Fast forward to 25th September 2010, and the Malta Music Memory Project or M3P will be launched through a symposium and networking event at St James Cavalier and followed by a concert of alternative music as part of Notte Bianca.
M3P is a totally different proposition to other projects I’ve been involved with. We’re using a wiki as the core database, and the same MediaWiki architecture and software that powers Wikipedia. Building a wiki from the ground up leaves you with no choice other than to ‘get your hands dirty’ with the technology as quickly as possible. Then, there’s initial ‘seed’ content to develop and source – enough material to use for a demo of what the wiki can become, if it truly becomes a collaborative tool. And then, a raft of issues relating to branding, editorial policies, archiving, intellectual property and live performances. Somewhere in the middle of a skype call, as more people started to engage, I realised that the project was starting to take a life of its own.

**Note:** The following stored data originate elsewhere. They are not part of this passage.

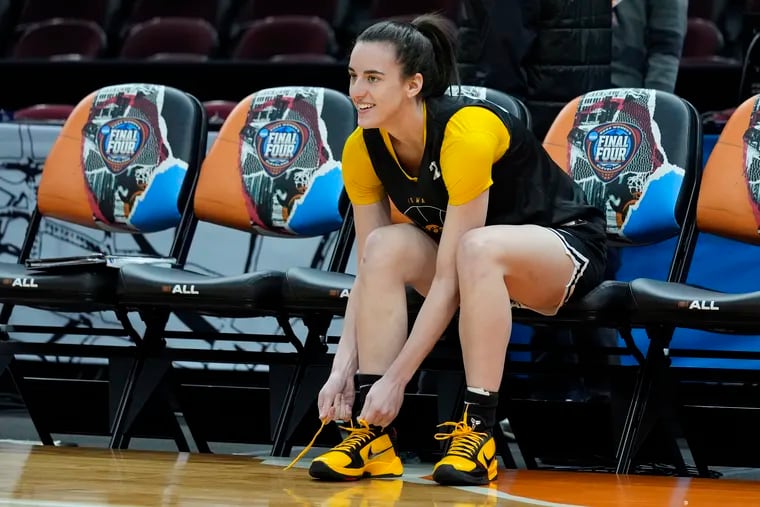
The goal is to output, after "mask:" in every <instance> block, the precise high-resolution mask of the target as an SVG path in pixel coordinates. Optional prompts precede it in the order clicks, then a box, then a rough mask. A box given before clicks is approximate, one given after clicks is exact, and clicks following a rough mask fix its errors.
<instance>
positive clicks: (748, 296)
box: [631, 278, 760, 331]
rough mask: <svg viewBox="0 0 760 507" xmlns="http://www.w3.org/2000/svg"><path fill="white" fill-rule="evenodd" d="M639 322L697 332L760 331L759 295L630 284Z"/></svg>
mask: <svg viewBox="0 0 760 507" xmlns="http://www.w3.org/2000/svg"><path fill="white" fill-rule="evenodd" d="M631 293H632V297H633V300H634V301H635V314H636V317H635V318H636V320H637V321H641V322H648V323H661V324H665V323H667V324H673V325H677V326H678V327H691V328H696V329H718V330H720V329H723V328H732V329H737V330H738V329H741V330H747V331H755V330H760V319H758V315H759V314H760V292H745V293H739V294H729V293H725V292H720V291H716V290H710V289H706V288H703V287H697V286H694V285H688V284H683V283H673V282H664V281H661V280H651V279H648V278H639V279H636V280H633V281H632V282H631Z"/></svg>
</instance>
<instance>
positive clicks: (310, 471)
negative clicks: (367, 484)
mask: <svg viewBox="0 0 760 507" xmlns="http://www.w3.org/2000/svg"><path fill="white" fill-rule="evenodd" d="M343 429H345V430H347V431H348V432H349V435H348V436H347V437H346V438H345V439H344V440H343V441H342V442H341V443H339V444H338V445H336V446H335V447H333V448H332V449H330V450H329V451H327V452H326V453H324V454H322V455H320V456H317V457H316V458H314V460H313V461H312V462H311V466H310V467H309V475H311V476H312V477H314V478H315V479H322V480H327V481H355V480H358V479H362V478H364V477H374V478H380V477H400V476H401V475H403V473H404V466H403V465H402V463H401V459H400V458H399V457H398V454H396V448H395V445H394V441H393V440H394V438H392V437H393V435H392V431H393V430H384V429H382V428H379V427H377V426H370V425H368V424H367V423H366V422H364V421H358V426H356V427H351V428H343Z"/></svg>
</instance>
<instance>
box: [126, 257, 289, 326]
mask: <svg viewBox="0 0 760 507" xmlns="http://www.w3.org/2000/svg"><path fill="white" fill-rule="evenodd" d="M284 278H285V275H284V273H283V272H281V271H259V272H254V273H245V274H243V275H237V276H209V275H206V274H203V273H196V272H193V271H189V270H185V269H177V268H169V267H161V266H153V265H146V264H128V265H126V266H124V267H122V268H121V271H120V276H119V284H118V302H119V304H120V305H123V306H125V307H127V308H130V309H139V308H148V307H153V308H157V307H159V308H166V309H170V310H174V309H177V310H179V309H182V310H192V311H194V312H198V313H202V314H207V315H219V316H231V317H234V316H256V315H269V314H273V313H276V312H277V311H278V310H279V309H280V305H281V297H280V295H281V293H282V283H283V280H284Z"/></svg>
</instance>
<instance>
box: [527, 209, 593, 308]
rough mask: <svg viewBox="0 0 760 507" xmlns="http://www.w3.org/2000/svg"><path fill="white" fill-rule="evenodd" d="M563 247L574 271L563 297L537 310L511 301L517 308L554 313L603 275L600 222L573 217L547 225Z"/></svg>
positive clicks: (568, 281)
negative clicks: (564, 295)
mask: <svg viewBox="0 0 760 507" xmlns="http://www.w3.org/2000/svg"><path fill="white" fill-rule="evenodd" d="M548 229H549V230H550V231H552V232H553V233H554V234H556V235H557V237H558V238H559V239H560V240H561V241H562V243H563V244H564V246H565V252H566V253H567V255H568V256H569V257H570V258H571V259H572V260H573V263H574V264H575V271H574V272H573V276H572V277H571V278H570V280H568V282H567V286H566V288H565V297H564V298H563V300H562V302H561V303H560V304H559V305H558V306H557V307H556V308H554V309H553V310H543V311H539V310H536V309H532V308H529V307H527V306H524V305H521V304H520V303H518V302H516V301H513V302H512V305H513V306H514V307H517V308H528V309H531V310H533V311H536V312H538V313H541V314H544V315H554V314H556V313H557V311H558V310H559V309H560V307H562V305H564V304H565V303H567V302H568V301H574V300H576V299H580V298H582V297H583V296H585V295H586V294H588V293H589V292H590V291H591V290H592V289H593V288H594V287H596V286H597V285H599V284H600V283H601V282H602V281H603V280H604V279H605V278H606V266H607V235H606V233H605V231H604V226H603V225H602V224H601V223H600V222H588V221H586V220H575V221H573V222H570V223H567V224H563V225H561V226H558V227H549V228H548Z"/></svg>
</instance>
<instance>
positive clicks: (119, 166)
mask: <svg viewBox="0 0 760 507" xmlns="http://www.w3.org/2000/svg"><path fill="white" fill-rule="evenodd" d="M206 136H207V121H206V117H205V112H204V110H203V107H202V106H201V103H200V102H199V101H198V100H197V99H196V98H194V97H192V96H190V95H188V94H186V93H185V92H182V91H180V90H178V89H175V88H170V87H165V86H161V85H152V84H142V83H133V84H126V85H114V86H109V87H106V88H101V89H98V90H96V91H94V92H92V93H91V94H89V95H87V96H86V97H85V98H83V99H82V100H81V101H80V102H79V104H78V105H77V106H76V107H75V108H74V110H73V111H72V112H71V114H70V115H69V116H68V119H67V120H66V123H65V124H64V126H63V128H62V129H61V130H60V133H59V136H58V138H57V139H56V141H55V143H54V145H53V147H52V149H51V151H50V153H49V155H48V157H47V158H46V160H45V164H44V167H43V171H42V177H41V181H40V184H39V189H38V192H37V201H36V209H35V212H34V214H33V216H32V217H31V220H30V223H29V226H28V229H27V231H26V236H25V238H24V242H23V245H21V248H20V251H19V254H18V261H17V262H16V263H9V262H6V263H0V278H2V279H3V280H4V281H5V282H7V283H3V284H2V286H0V302H2V304H3V306H2V310H0V357H1V358H2V360H0V365H2V366H3V367H6V368H9V369H10V371H11V372H13V364H14V361H13V359H14V358H15V357H17V356H19V355H24V354H31V355H39V356H44V355H52V356H58V357H80V358H92V357H95V358H103V359H107V360H108V362H109V365H110V367H111V371H112V374H111V376H110V379H111V383H110V392H111V396H112V402H113V401H118V400H119V398H120V397H121V394H120V393H121V391H122V390H124V389H125V386H127V384H128V380H129V379H128V375H123V376H122V375H119V374H118V373H116V372H120V371H123V372H128V371H130V370H131V369H132V368H133V367H134V366H135V362H134V361H135V360H136V356H137V352H138V348H137V347H138V345H139V344H140V343H141V341H142V338H141V336H140V334H139V332H138V331H137V330H136V329H135V327H134V326H133V324H132V323H131V322H130V321H129V318H128V316H127V314H126V312H124V311H123V310H122V309H120V308H118V307H117V305H116V283H117V274H118V269H115V268H114V267H112V261H113V262H116V263H118V262H119V259H115V258H113V259H112V258H107V257H99V258H92V257H90V256H91V254H95V253H97V252H101V251H102V250H101V248H103V247H104V246H106V245H99V244H98V242H97V240H94V239H93V240H90V241H86V240H85V241H83V242H81V243H80V245H79V246H80V249H79V251H78V252H76V254H75V255H74V257H75V259H69V258H68V257H70V256H69V255H68V254H66V255H64V257H65V258H62V259H59V261H55V262H52V261H51V262H50V265H49V266H39V265H36V266H35V265H29V264H28V262H29V261H33V260H34V259H32V258H31V256H32V252H33V249H35V250H36V251H37V252H38V253H37V256H39V250H37V249H36V248H35V244H38V242H39V241H40V240H39V238H40V237H42V235H43V233H44V232H45V231H46V230H48V229H49V228H50V227H54V228H58V229H59V230H62V231H67V233H68V234H73V233H74V231H73V227H74V226H75V225H77V226H81V227H85V228H89V229H91V232H90V235H91V237H95V235H96V231H101V232H103V233H108V234H110V235H121V236H125V237H134V238H136V239H135V241H138V242H139V236H140V235H142V234H147V233H153V232H157V231H164V230H174V232H175V237H176V239H177V240H176V241H175V242H174V245H173V246H172V247H171V248H169V249H167V251H166V252H164V256H158V257H155V258H150V259H148V258H146V257H142V258H141V259H142V260H151V261H156V262H169V263H170V262H176V263H178V264H179V265H181V264H182V263H183V262H184V256H185V254H184V252H183V251H181V247H182V246H183V244H182V241H180V239H182V238H184V237H185V235H186V234H187V232H188V231H187V230H186V225H182V224H180V217H181V214H182V212H183V211H184V209H185V208H186V207H187V205H188V202H189V199H190V197H191V196H192V190H193V189H194V187H195V180H196V179H197V176H198V170H199V167H200V161H201V158H202V156H203V152H204V151H205V144H206ZM85 237H86V236H85ZM104 253H108V250H107V249H105V252H104ZM48 256H50V255H49V254H48ZM18 307H27V308H35V309H44V310H49V311H55V312H80V313H82V314H92V313H97V312H109V313H111V314H113V315H114V316H115V319H116V323H117V325H116V326H110V327H104V328H96V327H95V326H93V325H92V322H91V321H90V322H88V321H85V322H80V324H81V325H80V326H72V327H71V328H69V329H67V330H66V334H69V335H72V336H77V335H84V336H106V337H124V338H126V340H125V341H124V342H122V343H121V344H119V345H114V346H92V347H91V346H88V345H87V344H70V343H68V344H67V343H65V342H64V343H58V342H57V341H55V340H54V341H52V342H48V341H42V342H40V341H35V340H31V341H30V340H27V339H23V338H22V339H18V338H17V334H18V333H21V334H22V335H25V336H26V335H29V334H31V335H32V336H34V335H37V336H40V335H42V336H45V335H48V336H49V335H56V334H57V333H59V332H60V331H61V328H60V327H58V326H55V325H45V324H40V323H39V322H38V321H36V320H34V318H32V320H30V321H21V322H19V321H18V319H16V320H15V321H14V322H13V323H10V321H11V317H12V316H13V313H14V309H15V308H18ZM88 324H89V325H88ZM14 377H15V383H16V384H17V385H18V386H19V389H20V390H21V391H22V392H23V391H24V384H25V379H24V376H23V375H19V374H16V375H14ZM60 382H61V383H62V384H65V381H64V380H61V381H60ZM118 405H119V404H118V403H113V405H112V406H111V409H112V411H111V412H110V413H107V414H106V420H108V419H109V418H110V419H111V420H112V421H114V420H118V417H117V412H118V410H119V408H118ZM29 410H30V415H31V416H32V420H33V422H34V423H35V427H36V428H37V430H38V431H39V433H40V438H41V440H42V442H44V443H46V444H52V441H53V440H52V437H51V435H50V431H49V430H47V429H46V428H47V427H48V426H49V424H48V423H47V422H46V419H47V418H46V417H37V416H36V414H35V411H34V408H33V407H31V406H30V407H29ZM103 429H105V432H106V434H108V432H109V429H108V428H101V430H103ZM176 429H177V432H176V433H175V435H176V438H177V442H178V446H179V447H180V448H185V449H186V448H187V445H186V443H184V437H182V433H181V431H179V429H178V428H176Z"/></svg>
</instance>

Why set up a database of Maltese music? And is there a need for it?
Perhaps the best answer to that is.. why not? In a hyper-local context like Malta, where community-building is at the core of the country’s fabric, but where online collaboration is very much in its infancy, M3P is a wonderful opportunity to understand how Maltese society is changing by having access to new tools that facilitate publishing, sharing and knowledge exchange. We can now preserve aspects of our cultural heritage that we may soon lose – perhaps because of the form of the media stored in; or simply because we need to rely on the living memory of the elderly. Like other specialist wikis, M3P will seek to preserve endangered cultural memory for future generations.
As we delve deeper, we realise how music links many disparate networks on the island, and spans over political, religious and socio-economic divides. The hope is that M3P can eventually develop into a living archive of works produced by Maltese musicians and associated aspects of popular culture, such as radio, television, theatre, visual arts, sports, dance, and other related arts and popular entertainments. And by music, we mean anything from traditional għana and band marches to hip hop, from electronica and jazz to rock and heavy metal.
M3P has many challenges. All social media utilities, including wikis, blogs and online social networking websites, support and thrive on content generated by their users, rather than a central authoritative source. Everyone with access to an Internet connection can engage and participate in building a database that will become part of the nation’s archives and memory banks. A common database that is constantly being enhanced, edited, updated. For the benefit of all users. Including those who will never update a single word on a page.
We’re a small nation. M3P may well be the first of several social experiments that can help determine how much we are actually prepared to share for the common good; and how much we care about legacy.